La Web Tax slitta a metà 2021, ancora non c’è l’accordo politico tra i 137 Paesi: il rischio è una guerra commerciale a suon di dazi. Ecco le ultime novità.
La web tax slitta di almeno altri sei mesi, entrando così in vigore non più a fine 2020 ma a metà 2021.
Non è stata solo la pandemia globale a rallentare i tempi, ma anche il mancato accordo tra i 137 Paesi che fanno parte dell’Inclusive Framework, il programma Ocse contro l’elusione fiscale delle multinazionali.
Lo scenario che si apre per questo mancato accordo non è dei migliori: il pericolo è quello di una moltiplicazione di dazi e una conseguente guerra commerciale.
Web Tax slitta ancora, stavolta a metà 2021: pericolo guerra commerciale
L’OCSE (Organizzazione per la Cooperazione e lo Sviluppo Economico) sta discutendo la riforma del fisco internazionale, un progetto ambizioso che ha due obiettivi:
- tassare i cosiddetti giganti del web, che evitano di pagare le tasse nei Paesi in cui operano;
- creare un’aliquota minima mondiale (secondo gli ultimi calcoli del 12,5%) per evitare che le multinazionali trasferiscano i propri profitti nei paradisi fiscali.
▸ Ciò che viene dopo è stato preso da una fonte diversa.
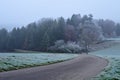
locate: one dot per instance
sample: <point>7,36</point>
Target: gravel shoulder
<point>83,67</point>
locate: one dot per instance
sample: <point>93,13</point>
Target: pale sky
<point>22,12</point>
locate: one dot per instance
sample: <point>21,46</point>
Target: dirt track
<point>81,68</point>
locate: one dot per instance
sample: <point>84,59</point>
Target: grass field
<point>14,61</point>
<point>112,71</point>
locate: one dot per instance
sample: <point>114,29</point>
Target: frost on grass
<point>12,61</point>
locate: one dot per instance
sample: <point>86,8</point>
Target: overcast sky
<point>22,12</point>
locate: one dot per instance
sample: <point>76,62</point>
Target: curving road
<point>81,68</point>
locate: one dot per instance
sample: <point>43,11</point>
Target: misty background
<point>16,13</point>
Secondo l’Ocse queste due misure, insieme, potrebbero raccogliere fino a 100 miliardi di dollari all’anno di gettito da parte dei giganti del web, mentre l’aumento delle tasse sulle società ridurre gli investimenti delle multinazionali solo dello 0,1% del PIL mondiale.
Angel Gurria, segretario generale dell’Ocse, e Pascal Saint-Amans, direttore della politica fiscale, hanno dichiarato:
“L’alternativa ad un accordo sarebbe una guerra commerciale [...] potrebbe portare ad un moltiplicarsi delle tasse sui servizi digitali e un aumento della frequenza delle controversie commerciali e fiscali. [...] Nel peggiore scenario, una guerra commerciale mondiale suscitata dall’adozione di tasse unilaterali sui servizi digitali, potrebbe tagliare il PIL mondiale di oltre l’1% annuo.”
Web Tax dal metà 2021?
L’effetto principale della tassazione dei giganti del web sarebbe la distribuzione di quanto versato dalle multinazionali, che quindi non pagherebbero le tasse dove hanno registrato la propria sede fiscale (ad esempio in Irlanda o in Lussemburgo) ma dove generano reddito in realtà, quindi nei Paesi Mercato come Italia o Francia.
L’Ocse ha raccolto il proprio lavoro in due documenti, che saranno presentati e discussi il 14 ottobre durante la prossima riunione dei ministri delle finanze e dei governatori delle banche centrali del G20.
Il lavoro più tecnico viene però approfondito solo quando si raggiunge un accordo politico, che è proprio quello che manca in questo momento.
Il risultato delle elezioni del Presidente degli Stati Uniti avrà un ruolo fondamentale (e ancora non è chiara la posizione di Joe Biden).
Quindi l’avvertimento del segretario generale, Miguel Angel Gurria:
“È chiaro che nuove regole sono necessarie con urgenza per garantire l’equità e la giustizia dei nostri sistemi fiscali e adattare l’architettura fiscale internazionale dinanzi all’emergere di nuovi modelli di business e alla trasformazione di quelli più vecchi. In assenza di soluzione mondiale fondata sul consenso, il rischio di nuove misure unilaterali e non coordinate è reale e aumenta di giorno in giorno.”